You're comparing two different things here. It's 90 seconds from evacuation order to evacuation completion.

​​​​With half the slides. In perfect weather conditions, in daylight, on a plane that has not just hit another plane and caught on fire and filled the cabin with smoke.

The 90 second standard is meant to insure you have enough correctly placed exits to allow rapid egress from the aircraft. It isn't meant to indicate how long an evacuation in real world conditions might take.

Is it possible that the main reason all the JAL pax survived is that the fire was slow to spread?
Given the pictures showing the plane mostly intact and the cabin not yet on fire post-evacuation, it may be that there was enough time that even a tremendously sloppy evacuation would have been successful, and the passengers owe more to Airbus engineers / strength of carbon fiber hulls than anything.

Originally Posted by Kbboy
So, according to his details, they hit the other plane while in the air and touched down afterward. While many reporters that were commentating on the CCTV video seem to suggest that the plane landed first and hit the other plane after 3-4 seconds. The initial pictures of the wreck suggest the nose of the A350 was damaged and the nose landing gear collapsed but the main gear seems OK. So, it could be that the pilots of the incoming A350 saw the Dash 8 at the last moment and tried to avoid it but the nose (and front underneath of the fuselage) of the Airbus hit the tail of the Dash 8 along with the nose landing gear and the rest of the plane would have bumped and escaped crushing the Dash 8. It then landed with the nose gear collapsed and scraped along the runway which caused the fire and also the delay in evacuation as pilots may have put the plane to take-off power while trying to avoid the crash.
​​There's Patreon video linked up thread from a pilot who goes through some pretty good information. (edit: post link: https://www.flyertalk.com/forum/35871363-post202.html) Key takeaways, it's extremely difficult to see a smaller plane on a lit runway at night, and the impact points on the A350 (nose cone and dents on the front sides of both engines) are consistent with the A350 landing "on top" of the Dash8 with the Dash8 oriented down the runway for takeoff, such that the A350 nose hit the tail of the Dash8 and the engines hit the wings (which would have been full of fuel and created the fireball at impact.)


Originally Posted by lamphs
Again judging from the video and pics, the aircraft burned quite quickly (I should not make any assumption re: rate of burn).

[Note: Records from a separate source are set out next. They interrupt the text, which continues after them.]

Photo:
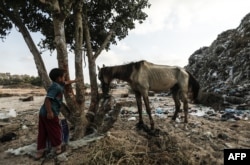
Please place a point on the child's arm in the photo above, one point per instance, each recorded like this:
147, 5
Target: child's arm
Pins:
47, 103
69, 82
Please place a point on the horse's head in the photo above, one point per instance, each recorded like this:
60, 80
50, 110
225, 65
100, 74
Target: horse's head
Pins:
104, 77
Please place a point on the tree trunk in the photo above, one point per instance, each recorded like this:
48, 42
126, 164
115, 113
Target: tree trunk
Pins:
77, 117
92, 71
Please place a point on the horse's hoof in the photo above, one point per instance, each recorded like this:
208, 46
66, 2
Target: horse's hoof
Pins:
139, 125
185, 127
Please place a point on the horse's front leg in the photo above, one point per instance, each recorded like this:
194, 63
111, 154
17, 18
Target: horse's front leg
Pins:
177, 104
185, 107
139, 106
146, 101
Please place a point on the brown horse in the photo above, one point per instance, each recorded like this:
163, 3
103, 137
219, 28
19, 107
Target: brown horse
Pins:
144, 76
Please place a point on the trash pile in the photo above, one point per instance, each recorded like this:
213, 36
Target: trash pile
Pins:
163, 108
224, 66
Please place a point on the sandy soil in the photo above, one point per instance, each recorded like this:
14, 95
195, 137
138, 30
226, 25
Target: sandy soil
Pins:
202, 143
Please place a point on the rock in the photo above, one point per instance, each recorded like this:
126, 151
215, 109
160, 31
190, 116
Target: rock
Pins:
224, 66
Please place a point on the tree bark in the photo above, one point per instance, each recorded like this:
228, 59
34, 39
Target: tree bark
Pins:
76, 108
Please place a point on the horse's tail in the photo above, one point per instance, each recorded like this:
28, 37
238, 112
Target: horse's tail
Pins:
194, 84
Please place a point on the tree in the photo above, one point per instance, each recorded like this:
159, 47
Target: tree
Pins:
96, 25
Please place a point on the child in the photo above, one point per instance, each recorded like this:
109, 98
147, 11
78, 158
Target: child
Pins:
49, 127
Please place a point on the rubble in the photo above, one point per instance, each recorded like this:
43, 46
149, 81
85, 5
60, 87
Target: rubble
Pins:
224, 67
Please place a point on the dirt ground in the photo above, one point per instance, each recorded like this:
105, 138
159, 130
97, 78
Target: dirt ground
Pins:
202, 143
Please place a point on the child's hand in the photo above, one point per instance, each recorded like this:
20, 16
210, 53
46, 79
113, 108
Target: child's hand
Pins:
50, 115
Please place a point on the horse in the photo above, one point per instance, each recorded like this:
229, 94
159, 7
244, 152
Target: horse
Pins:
144, 76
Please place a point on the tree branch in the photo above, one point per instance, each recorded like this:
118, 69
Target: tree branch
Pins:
104, 44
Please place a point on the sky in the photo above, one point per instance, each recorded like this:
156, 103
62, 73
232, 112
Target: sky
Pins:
173, 30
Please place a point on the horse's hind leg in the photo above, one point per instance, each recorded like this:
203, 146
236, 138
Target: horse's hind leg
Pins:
146, 101
139, 106
177, 103
185, 107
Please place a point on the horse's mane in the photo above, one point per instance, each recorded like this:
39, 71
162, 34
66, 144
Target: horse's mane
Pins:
123, 71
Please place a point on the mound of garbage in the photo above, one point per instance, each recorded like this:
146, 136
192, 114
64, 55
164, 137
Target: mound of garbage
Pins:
223, 68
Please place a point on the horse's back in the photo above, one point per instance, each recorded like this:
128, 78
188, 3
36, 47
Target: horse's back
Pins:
158, 77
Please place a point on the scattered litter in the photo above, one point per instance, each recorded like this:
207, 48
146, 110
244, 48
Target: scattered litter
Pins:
26, 150
132, 118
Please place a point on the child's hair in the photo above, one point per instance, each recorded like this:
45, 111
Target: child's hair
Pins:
55, 73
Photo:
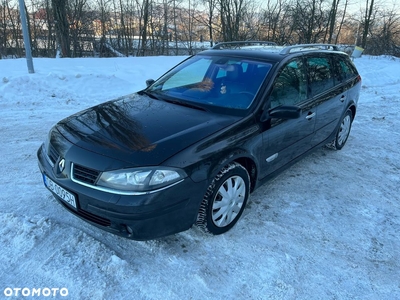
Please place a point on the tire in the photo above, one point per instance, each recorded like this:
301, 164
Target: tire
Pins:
225, 200
343, 132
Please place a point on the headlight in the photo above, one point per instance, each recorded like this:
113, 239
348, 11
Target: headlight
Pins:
141, 179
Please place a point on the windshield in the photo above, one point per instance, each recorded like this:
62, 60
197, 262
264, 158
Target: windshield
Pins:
213, 81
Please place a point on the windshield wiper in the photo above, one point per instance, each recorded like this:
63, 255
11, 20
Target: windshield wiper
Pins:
186, 104
147, 93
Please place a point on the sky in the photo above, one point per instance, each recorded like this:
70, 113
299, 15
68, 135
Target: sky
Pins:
326, 228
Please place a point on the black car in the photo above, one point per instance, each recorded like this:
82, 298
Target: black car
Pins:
192, 146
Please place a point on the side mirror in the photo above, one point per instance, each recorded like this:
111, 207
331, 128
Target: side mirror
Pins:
149, 82
282, 112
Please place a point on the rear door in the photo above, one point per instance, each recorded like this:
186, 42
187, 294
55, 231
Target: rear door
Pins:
285, 140
328, 94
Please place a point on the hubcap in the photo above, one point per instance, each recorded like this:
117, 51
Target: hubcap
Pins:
228, 201
344, 130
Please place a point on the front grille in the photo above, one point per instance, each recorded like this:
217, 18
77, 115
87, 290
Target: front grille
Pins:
93, 218
52, 154
88, 216
84, 174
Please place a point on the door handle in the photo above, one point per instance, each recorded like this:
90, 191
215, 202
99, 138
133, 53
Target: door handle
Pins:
310, 116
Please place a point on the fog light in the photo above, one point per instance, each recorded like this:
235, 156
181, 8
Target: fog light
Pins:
128, 229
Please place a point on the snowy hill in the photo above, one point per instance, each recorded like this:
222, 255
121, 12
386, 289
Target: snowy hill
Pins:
327, 228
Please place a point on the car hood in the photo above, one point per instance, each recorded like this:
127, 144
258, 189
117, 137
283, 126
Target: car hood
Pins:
140, 130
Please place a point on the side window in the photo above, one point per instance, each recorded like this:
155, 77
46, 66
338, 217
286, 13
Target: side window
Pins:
347, 69
290, 86
320, 73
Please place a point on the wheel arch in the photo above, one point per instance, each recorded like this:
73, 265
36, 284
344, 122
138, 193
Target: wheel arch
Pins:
243, 158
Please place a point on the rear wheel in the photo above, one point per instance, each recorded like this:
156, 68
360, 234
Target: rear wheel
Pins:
343, 132
225, 199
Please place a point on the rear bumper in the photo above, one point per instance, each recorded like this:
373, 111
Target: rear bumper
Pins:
138, 217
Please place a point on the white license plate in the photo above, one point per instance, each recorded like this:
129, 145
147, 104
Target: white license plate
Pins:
59, 191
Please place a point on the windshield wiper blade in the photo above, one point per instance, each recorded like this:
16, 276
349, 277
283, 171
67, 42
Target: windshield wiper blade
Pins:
151, 95
186, 104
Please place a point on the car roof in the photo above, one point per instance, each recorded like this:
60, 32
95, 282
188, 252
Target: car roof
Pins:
265, 50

The ARFFs likely could not have known, immediately, that all were evacuated, and would have responded as assuming there were saves to be made. At what point did the ARFFs know all were evacuated and decide to standdown and let it burn?
There are post-evacuation photos that show the cabin intact and not itself on fire. It seems there would have been enough time to clear the cabin (whether the FAs due that before exiting or a fire crew goes in, I have no idea.)

Once you know the cabin is clear, and the aircraft is obviously a loss, no reason to risk crew fighting the fire, just let it burn out.